As many companies are still facing a difficult operating environment, it's no surprise that investors' minds continue being consumed with the uncertain economic outlook. Inflation is cooling, to be fair, but the Federal Reserve is staying on its rate-hiking path. This means it's probably still a good time for investors to reassess their portfolio strategies to make sure they are still on the way to achieving their financial goals. 

Without a doubt, it's still a great idea to own wonderful companies over the long term. Some of them are hiding in plain sight, as they can be the biggest businesses in the world. Visa (V 0.33%), for example, just reported a superb quarter. And as of this writing, shares are up 11% on the year, better than the S&P 500's gain. 

Here's why you should buy this mega-cap stock and hold it forever. 

Visa posted a strong quarter 

For its fiscal 2023 second quarter, which ended March 31, Visa posted net revenue of $8 billion and diluted earnings per share of $2.03. Both of these figures not only beat what Wall Street analysts were expecting, but demonstrated double-digit year-over-year gains. This strong showing continues an ongoing trend of Visa exceeding estimates. That's certainly something shareholders love to see from the businesses they own. 

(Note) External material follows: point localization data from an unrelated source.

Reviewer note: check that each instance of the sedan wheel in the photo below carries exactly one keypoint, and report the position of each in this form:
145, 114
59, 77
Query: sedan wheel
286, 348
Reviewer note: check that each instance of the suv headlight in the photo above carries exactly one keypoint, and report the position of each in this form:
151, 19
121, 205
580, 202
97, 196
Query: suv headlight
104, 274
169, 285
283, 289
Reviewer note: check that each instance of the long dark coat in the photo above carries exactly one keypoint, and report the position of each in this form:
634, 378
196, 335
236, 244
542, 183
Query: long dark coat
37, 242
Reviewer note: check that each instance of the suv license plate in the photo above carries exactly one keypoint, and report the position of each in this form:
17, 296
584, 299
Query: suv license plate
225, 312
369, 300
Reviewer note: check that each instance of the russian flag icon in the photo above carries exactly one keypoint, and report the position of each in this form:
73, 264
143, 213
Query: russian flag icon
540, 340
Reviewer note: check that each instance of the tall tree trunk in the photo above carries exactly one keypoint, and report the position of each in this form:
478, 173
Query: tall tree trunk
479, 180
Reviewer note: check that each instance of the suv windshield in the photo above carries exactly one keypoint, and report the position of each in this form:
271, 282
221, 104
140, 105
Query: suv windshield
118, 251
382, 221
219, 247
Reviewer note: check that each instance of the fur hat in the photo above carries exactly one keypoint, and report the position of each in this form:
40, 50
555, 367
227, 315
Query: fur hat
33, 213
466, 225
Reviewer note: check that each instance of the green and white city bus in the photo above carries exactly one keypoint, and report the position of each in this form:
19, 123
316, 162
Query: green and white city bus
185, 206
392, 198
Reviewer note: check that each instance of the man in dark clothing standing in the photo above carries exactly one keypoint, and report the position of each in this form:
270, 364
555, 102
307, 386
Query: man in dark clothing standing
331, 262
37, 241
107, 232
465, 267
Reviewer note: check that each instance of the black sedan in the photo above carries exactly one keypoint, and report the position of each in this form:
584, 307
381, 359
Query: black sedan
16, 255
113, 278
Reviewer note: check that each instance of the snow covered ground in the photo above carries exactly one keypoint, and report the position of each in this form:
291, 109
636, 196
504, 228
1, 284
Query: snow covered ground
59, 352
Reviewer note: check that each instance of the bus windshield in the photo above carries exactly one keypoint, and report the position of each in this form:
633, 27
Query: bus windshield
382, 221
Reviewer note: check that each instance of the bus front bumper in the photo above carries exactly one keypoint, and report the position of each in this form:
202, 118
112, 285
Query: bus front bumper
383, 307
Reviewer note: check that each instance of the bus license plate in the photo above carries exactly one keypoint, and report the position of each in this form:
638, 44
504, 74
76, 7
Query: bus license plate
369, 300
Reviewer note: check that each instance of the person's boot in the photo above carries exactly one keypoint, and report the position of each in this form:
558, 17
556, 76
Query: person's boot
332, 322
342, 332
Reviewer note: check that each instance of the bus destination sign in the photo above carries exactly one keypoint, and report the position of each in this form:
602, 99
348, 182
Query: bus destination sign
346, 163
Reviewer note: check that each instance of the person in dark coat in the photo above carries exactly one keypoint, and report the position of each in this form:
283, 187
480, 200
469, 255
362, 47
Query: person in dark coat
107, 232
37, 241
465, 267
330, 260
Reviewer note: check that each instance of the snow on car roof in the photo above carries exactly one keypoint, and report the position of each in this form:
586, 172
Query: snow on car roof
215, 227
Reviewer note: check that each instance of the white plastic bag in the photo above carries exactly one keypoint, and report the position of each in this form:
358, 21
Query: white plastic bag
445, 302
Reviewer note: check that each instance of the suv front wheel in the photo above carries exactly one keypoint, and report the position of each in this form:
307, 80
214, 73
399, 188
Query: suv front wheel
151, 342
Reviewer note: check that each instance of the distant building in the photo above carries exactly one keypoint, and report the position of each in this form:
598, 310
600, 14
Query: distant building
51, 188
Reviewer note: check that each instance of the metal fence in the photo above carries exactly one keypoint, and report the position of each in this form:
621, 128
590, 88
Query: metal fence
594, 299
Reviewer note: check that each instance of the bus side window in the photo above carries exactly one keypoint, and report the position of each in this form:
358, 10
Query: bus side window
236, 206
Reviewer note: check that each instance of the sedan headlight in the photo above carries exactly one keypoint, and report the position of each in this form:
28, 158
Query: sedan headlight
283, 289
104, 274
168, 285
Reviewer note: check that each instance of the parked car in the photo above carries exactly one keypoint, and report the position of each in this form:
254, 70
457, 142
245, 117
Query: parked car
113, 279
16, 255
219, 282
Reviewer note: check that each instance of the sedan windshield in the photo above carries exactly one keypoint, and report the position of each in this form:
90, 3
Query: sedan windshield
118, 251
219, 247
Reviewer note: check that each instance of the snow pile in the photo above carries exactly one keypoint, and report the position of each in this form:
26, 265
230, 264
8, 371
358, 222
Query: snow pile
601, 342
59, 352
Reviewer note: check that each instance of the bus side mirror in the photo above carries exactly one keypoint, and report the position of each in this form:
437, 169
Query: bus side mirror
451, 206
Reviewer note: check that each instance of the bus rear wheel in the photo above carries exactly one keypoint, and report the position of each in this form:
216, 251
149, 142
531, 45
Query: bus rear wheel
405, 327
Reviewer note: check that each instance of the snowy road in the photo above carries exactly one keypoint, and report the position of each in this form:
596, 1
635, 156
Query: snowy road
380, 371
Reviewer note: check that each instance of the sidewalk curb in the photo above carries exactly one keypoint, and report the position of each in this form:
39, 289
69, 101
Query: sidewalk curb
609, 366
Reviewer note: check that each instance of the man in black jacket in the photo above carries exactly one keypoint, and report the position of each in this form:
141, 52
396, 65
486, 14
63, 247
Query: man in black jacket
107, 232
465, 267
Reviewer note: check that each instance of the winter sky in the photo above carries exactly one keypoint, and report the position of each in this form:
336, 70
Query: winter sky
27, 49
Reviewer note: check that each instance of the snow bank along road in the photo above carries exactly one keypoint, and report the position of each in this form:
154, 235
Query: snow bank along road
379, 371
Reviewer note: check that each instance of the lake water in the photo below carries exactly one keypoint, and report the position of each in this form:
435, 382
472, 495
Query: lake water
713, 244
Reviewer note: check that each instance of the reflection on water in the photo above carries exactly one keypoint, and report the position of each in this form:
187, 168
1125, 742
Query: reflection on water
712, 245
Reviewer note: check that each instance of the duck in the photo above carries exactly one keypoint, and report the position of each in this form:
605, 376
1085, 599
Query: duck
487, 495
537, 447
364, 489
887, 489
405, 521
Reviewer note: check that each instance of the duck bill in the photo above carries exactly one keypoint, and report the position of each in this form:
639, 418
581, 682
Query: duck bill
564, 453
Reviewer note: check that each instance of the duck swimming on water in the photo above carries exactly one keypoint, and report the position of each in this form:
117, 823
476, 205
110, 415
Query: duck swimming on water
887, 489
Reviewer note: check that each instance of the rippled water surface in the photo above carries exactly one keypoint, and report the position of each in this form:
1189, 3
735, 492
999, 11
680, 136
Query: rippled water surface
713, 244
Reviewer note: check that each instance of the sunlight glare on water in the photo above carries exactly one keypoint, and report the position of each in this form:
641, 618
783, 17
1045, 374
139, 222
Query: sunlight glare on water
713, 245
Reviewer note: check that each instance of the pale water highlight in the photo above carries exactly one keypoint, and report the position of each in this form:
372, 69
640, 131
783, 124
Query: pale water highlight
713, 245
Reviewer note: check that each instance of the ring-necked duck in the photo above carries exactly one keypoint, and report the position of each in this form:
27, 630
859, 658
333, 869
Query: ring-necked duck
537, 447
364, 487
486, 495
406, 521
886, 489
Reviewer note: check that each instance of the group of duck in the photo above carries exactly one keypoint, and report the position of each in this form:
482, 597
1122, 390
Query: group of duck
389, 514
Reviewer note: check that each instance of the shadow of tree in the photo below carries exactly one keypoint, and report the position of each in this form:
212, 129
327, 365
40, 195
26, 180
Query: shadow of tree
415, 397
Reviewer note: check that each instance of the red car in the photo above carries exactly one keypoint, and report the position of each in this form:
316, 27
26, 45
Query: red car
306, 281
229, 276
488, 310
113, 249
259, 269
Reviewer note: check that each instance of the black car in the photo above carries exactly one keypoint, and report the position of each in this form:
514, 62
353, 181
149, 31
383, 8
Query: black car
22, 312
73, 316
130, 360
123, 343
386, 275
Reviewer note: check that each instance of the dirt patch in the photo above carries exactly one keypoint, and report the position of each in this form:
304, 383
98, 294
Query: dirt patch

To dig a bit deeper, Visa's payments volume increased 10% year over year to nearly $3 trillion in the quarter, a clear indicator that spending activity remains healthy. Even more noteworthy was the 24% jump in cross-border volume. "The cross-border travel recovery continues at the pace we expected," said CFO Vasant Prabhu, on the Q2 2023 earnings call. In particular, Asia is performing very well, thanks to the easing of pandemic-related restrictions. 

Looking ahead, analysts expect greater than 10% revenue growth in each of the last two quarters for the remainder of this fiscal year. But based on the company's undeniable momentum and resilience, it's not farfetched to believe these targets could be exceeded.

Visa can be a foundational portfolio holding 

As I noted earlier, Visa's stock has outperformed the broader market so far in 2023. And over the past five- and 10-year periods, the stock has crushed the S&P 500. Moreover, the company's strong fundamental performance, particularly at a time of heightened economic uncertainty, has resulted in a price-to-earnings (P/E) ratio of 30.9 (as of May 11). This is about on par with the stock's trailing 12-month valuation, but it is significantly more expensive than the P/E of roughly 25 that Visa shares commanded in October last year. 

As a result, investors are likely being asked to pay a premium price for the stock today. This argument makes sense given that higher interest rates should be a major headwind for stock valuations. But in Visa's case, its elevated P/E ratio could be an indication that shareholders view the company as a safe haven asset right now. 

In the same vein, despite its elevated valuation, investors should still consider buying and holding Visa shares for several important reasons. For starters, this business is a natural inflation hedge. Companies with proven pricing power can be attractive investments when inflation is running hot. But because Visa essentially takes a tiny cut of all activity happening across its network, it also benefits from the potential for higher revenue when prices go up. That's a fruitful position to be in. 

Visa is also incredibly profitable. Over the past five full fiscal years (2018 through 2022), the business's profit margin averaged a ridiculous 51%. That's an outstanding figure many companies can only dream of. Credit goes to Visa's capital-light business model, where every additional transaction that's processed carries high margins. This also results in lots of free cash flow, which management directs toward dividends and stock buybacks. This friendly capital-allocation policy only helps to boost shareholder returns. 

Perhaps the most compelling reason to still like the stock despite its steep valuation: Visa easily has one of the strongest economic moats in the world. The company currently has over 4.2 billion of its cards in circulation across the globe, with more than 100 million merchants accepting its payments.

This creates a massive and powerful network effect. Unless you're Mastercard, the industry rival that Visa has a rational competitive relationship with, it's virtually impossible to compete with this kind of dominance. Good luck getting banks to issue your credit cards and merchants to accept them. This makes it extremely hard to argue with Visa's competitive position. 

Another strong quarter, coupled with other favorable characteristics, makes Visa an attractive mega-cap stock to buy and hold forever.